Oleh: Muhammad Ardi Firdiansyah*
Beberapa hari ini masyarakat Indonesia sedang ramai membahas mengenai reshuffle Kabinet Indonesia Maju yang dipimpin oleh Presiden Jokowi. Reshuffle yang dilakukan oleh Jokowi kali ini bukan tanpa alasan. Banyak tanggapan dari masyarakat maupun pengamat politik bahwa kinerja para menteri Jokowi-Amin belum banyak dirasakan.
Bahkan banyak yang menganggap jabatan menteri hanya sebagai alat untuk memperkaya diri atau kelompoknya.
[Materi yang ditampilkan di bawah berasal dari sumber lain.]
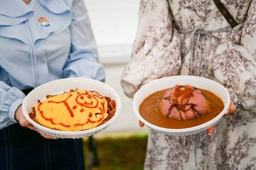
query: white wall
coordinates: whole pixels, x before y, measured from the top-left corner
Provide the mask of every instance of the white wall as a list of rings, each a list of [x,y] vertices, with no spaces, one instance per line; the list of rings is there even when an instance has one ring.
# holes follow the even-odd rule
[[[106,83],[119,95],[119,116],[103,132],[145,130],[138,125],[131,99],[120,85],[122,71],[130,60],[138,22],[139,0],[84,0],[96,42],[100,62],[105,66]]]

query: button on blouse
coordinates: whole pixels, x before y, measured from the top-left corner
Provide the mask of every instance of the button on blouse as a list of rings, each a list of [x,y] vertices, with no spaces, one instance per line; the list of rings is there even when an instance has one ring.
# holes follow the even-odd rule
[[[20,90],[76,77],[105,79],[84,1],[1,2],[0,129],[16,122]]]

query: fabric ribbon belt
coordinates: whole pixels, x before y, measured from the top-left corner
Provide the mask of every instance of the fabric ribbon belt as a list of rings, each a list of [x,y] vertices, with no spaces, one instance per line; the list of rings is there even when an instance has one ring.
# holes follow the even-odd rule
[[[212,42],[213,38],[219,40],[220,38],[214,36],[212,34],[215,33],[227,32],[231,28],[227,27],[216,30],[206,31],[202,29],[198,28],[193,29],[187,29],[186,28],[179,29],[180,34],[183,34],[183,37],[181,40],[180,54],[182,56],[185,56],[189,52],[190,52],[190,63],[189,68],[189,75],[194,75],[197,76],[200,76],[200,70],[203,58],[204,62],[204,70],[206,74],[207,70],[207,62],[206,60],[207,50],[206,41],[208,40],[211,44],[216,47],[216,45]],[[190,45],[188,49],[186,50],[185,40],[186,37],[190,36]],[[204,46],[203,45],[204,45]],[[197,47],[199,47],[199,55],[194,56],[194,50]],[[195,59],[194,62],[193,59]],[[198,67],[197,68],[197,65]],[[205,75],[205,77],[206,76]]]
[[[204,60],[204,77],[207,76],[207,64],[206,60],[207,57],[207,40],[209,41],[211,45],[215,48],[217,45],[212,42],[212,39],[220,40],[220,38],[213,35],[213,33],[227,32],[231,28],[230,27],[225,27],[216,30],[206,31],[202,29],[187,29],[186,28],[178,29],[180,34],[183,34],[183,37],[181,40],[180,54],[184,57],[190,51],[190,65],[189,75],[194,75],[200,76],[201,65],[203,60]],[[188,36],[190,36],[189,46],[188,49],[186,47],[185,40]],[[194,50],[197,47],[199,47],[200,52],[199,55],[194,55]],[[193,59],[195,60],[193,61]],[[197,166],[197,150],[199,147],[199,144],[200,141],[200,135],[201,133],[195,135],[195,165]],[[189,150],[190,144],[192,142],[191,136],[188,136],[187,147],[188,149],[188,154],[186,160],[186,162],[189,161]]]

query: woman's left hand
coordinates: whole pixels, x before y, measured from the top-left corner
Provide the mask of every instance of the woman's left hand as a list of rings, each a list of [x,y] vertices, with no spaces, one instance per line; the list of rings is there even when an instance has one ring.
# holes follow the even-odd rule
[[[232,99],[230,100],[230,106],[228,108],[227,111],[226,113],[225,114],[234,114],[235,112],[236,111],[236,107],[235,105],[235,103],[234,103],[234,101]],[[210,128],[209,129],[207,130],[207,132],[208,133],[208,135],[211,135],[213,132],[214,131],[214,130],[215,129],[215,128],[216,127],[216,125],[212,126],[212,128]]]

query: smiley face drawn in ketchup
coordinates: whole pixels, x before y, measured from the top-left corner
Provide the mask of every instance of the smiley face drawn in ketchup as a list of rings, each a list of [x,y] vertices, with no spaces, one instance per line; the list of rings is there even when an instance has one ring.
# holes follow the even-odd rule
[[[85,98],[89,99],[89,102],[86,102]],[[76,98],[76,102],[81,106],[87,108],[96,108],[99,105],[98,99],[94,96],[87,93],[77,96]]]
[[[44,103],[44,102],[40,102],[38,106],[38,110],[39,111],[40,114],[44,119],[47,122],[49,122],[52,125],[59,125],[69,128],[77,126],[83,126],[89,123],[99,122],[103,120],[104,118],[105,117],[105,116],[104,116],[105,113],[104,107],[105,103],[106,102],[105,99],[103,99],[100,95],[98,96],[94,95],[94,93],[91,91],[81,91],[81,90],[79,91],[70,92],[69,94],[67,94],[66,97],[64,97],[66,99],[60,101],[59,100],[57,101],[54,101],[55,100],[54,96],[53,98],[51,97],[49,98],[48,101],[46,101],[47,103],[55,103],[58,105],[62,105],[63,107],[66,108],[65,110],[68,111],[68,112],[64,111],[63,113],[64,115],[63,116],[67,117],[66,114],[67,113],[69,113],[69,115],[70,118],[74,119],[73,124],[70,124],[70,122],[69,123],[66,122],[66,124],[64,124],[65,123],[64,122],[63,122],[64,123],[61,122],[55,122],[57,121],[56,120],[55,121],[54,119],[55,118],[52,117],[51,116],[46,116],[45,114],[49,113],[44,113],[44,109],[42,110],[41,106]],[[75,102],[75,103],[74,102]],[[54,105],[52,105],[52,108],[51,110],[52,112],[54,112],[53,111],[55,108]],[[95,112],[97,113],[90,113],[91,111],[90,111],[90,112],[88,113],[87,111],[87,110],[89,110],[93,108],[96,109]],[[96,114],[98,114],[99,115],[96,115]],[[88,117],[84,117],[84,115],[87,114],[88,114]],[[84,115],[84,116],[81,117],[81,115]]]

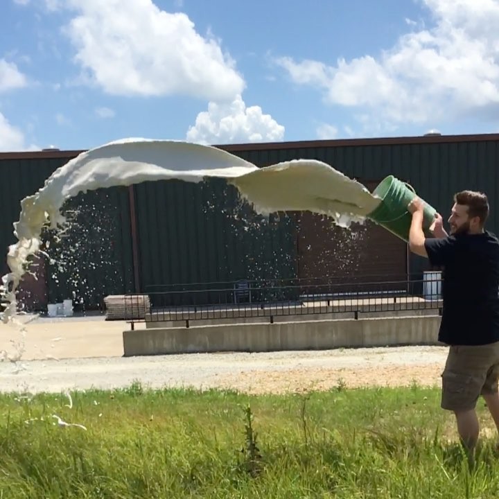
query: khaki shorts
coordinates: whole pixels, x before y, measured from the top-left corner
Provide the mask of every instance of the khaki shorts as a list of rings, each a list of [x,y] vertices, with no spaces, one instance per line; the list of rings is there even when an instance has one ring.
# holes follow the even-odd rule
[[[480,395],[498,392],[499,342],[450,347],[441,378],[442,409],[474,409]]]

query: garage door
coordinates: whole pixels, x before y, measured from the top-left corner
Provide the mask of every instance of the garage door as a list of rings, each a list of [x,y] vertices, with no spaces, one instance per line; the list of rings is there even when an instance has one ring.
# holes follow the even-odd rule
[[[365,182],[371,191],[379,182]],[[296,213],[298,275],[311,288],[333,285],[339,292],[383,289],[404,290],[407,245],[370,220],[353,224],[350,230],[332,220],[309,212]]]

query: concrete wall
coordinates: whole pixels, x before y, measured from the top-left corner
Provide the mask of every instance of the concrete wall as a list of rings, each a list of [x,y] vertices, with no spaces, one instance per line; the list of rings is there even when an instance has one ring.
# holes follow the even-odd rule
[[[378,317],[417,317],[420,315],[435,315],[437,310],[435,308],[421,308],[421,310],[388,310],[385,312],[358,312],[359,319],[378,318]],[[355,319],[355,312],[334,312],[321,313],[316,314],[286,314],[275,315],[270,316],[268,314],[258,316],[256,315],[248,317],[223,317],[211,318],[207,313],[198,313],[197,315],[185,314],[185,317],[181,320],[162,320],[160,314],[146,314],[146,327],[149,329],[155,328],[185,328],[186,322],[189,321],[189,327],[197,326],[211,326],[220,324],[269,324],[273,322],[311,322],[313,321],[338,320],[340,319]],[[168,317],[168,316],[167,316]],[[205,318],[203,318],[203,317]]]
[[[438,344],[438,315],[123,331],[125,356]]]

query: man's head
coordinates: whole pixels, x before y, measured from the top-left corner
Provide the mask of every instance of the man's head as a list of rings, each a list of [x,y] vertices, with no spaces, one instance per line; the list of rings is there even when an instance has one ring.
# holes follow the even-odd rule
[[[482,232],[488,216],[489,201],[485,194],[462,191],[454,195],[448,219],[450,234]]]

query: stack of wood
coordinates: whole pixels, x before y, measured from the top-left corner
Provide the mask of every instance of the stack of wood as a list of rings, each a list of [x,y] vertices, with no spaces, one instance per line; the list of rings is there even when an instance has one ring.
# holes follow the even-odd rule
[[[139,320],[145,319],[150,310],[146,295],[110,295],[104,298],[106,320]]]

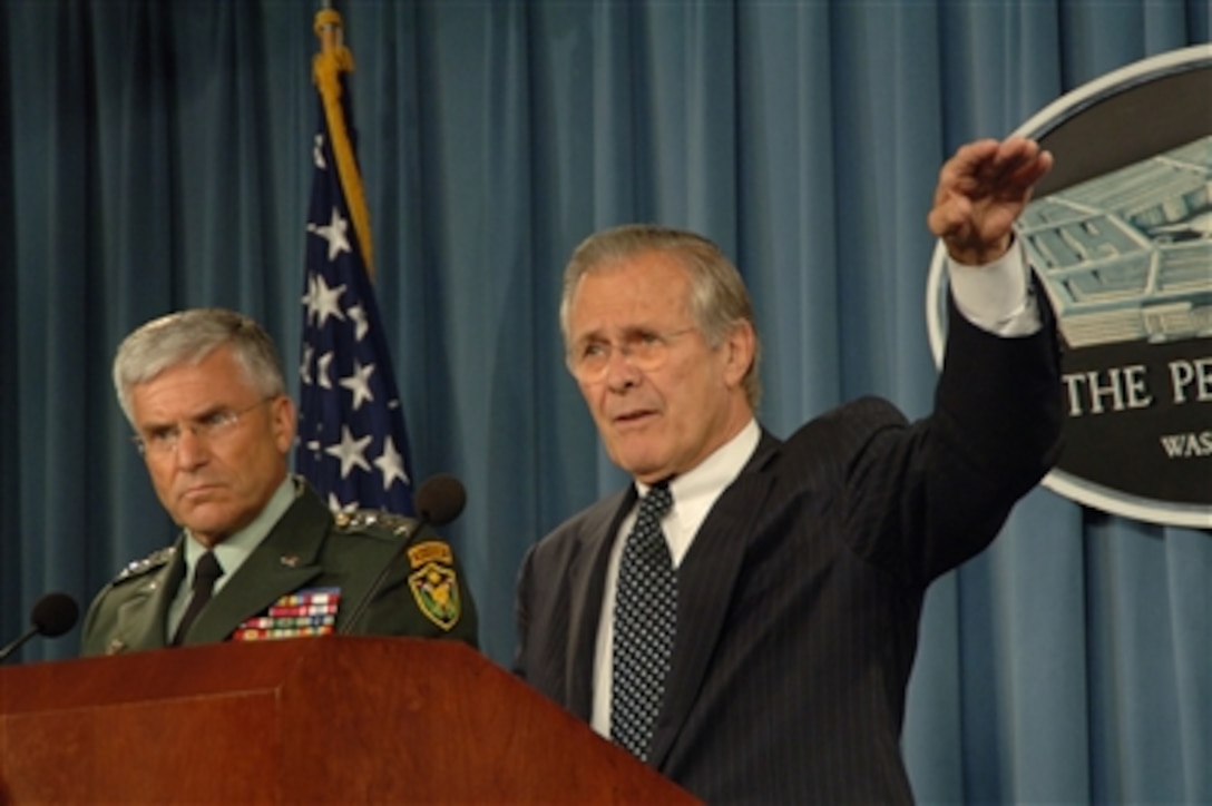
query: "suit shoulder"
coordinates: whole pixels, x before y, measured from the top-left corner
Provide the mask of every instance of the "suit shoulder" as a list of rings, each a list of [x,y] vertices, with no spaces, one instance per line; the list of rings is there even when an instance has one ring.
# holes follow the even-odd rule
[[[416,530],[417,519],[381,509],[355,509],[333,513],[332,531],[351,537],[368,537],[400,543]]]
[[[176,545],[166,545],[162,549],[156,549],[152,554],[147,555],[141,560],[133,560],[127,562],[126,566],[118,572],[109,584],[118,585],[131,579],[137,579],[153,571],[158,571],[172,561],[172,558],[177,554]]]
[[[909,421],[884,398],[868,395],[845,402],[835,408],[813,417],[788,438],[795,445],[800,441],[845,445],[865,442],[874,433],[890,428],[903,427]]]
Hal tersebut dibuktikan dengan tertangkapnya Menteri Kelautan dan Perikanan Edhy Prabowo serta Menteri Sosial Juliari Batubara oleh Komisi Pemberantasan Korupsi.
Tertangkapnya dua menteri tersebut menjadi pukulan besar bagi Jokowi, dimana keduanya merupakan sosok yang sangat dekat dengan kekuasaan. Edhy Prabowo berasal dari partai Gerindra yang menjadi rival Jokowi-Amin saat Pilpres 2019 dan Juliari Batubara merupakan kader PDI-P yang notabene dipandang sebagai partai penguasa saat ini.
Hal tersebut membuat Jokowi harus memutar haluan agar kabinet Indonesia Maju tidak semakin terpuruk dalam pusaran korupsi. Setelah mempertimbangkan berbagai opsi, akhirnya Jokowi melakukan reshuffle terhadap beberapa menteri yang dianggap kinerjanya kurang baik sekaligus mengisi kursi menteri yang kosong.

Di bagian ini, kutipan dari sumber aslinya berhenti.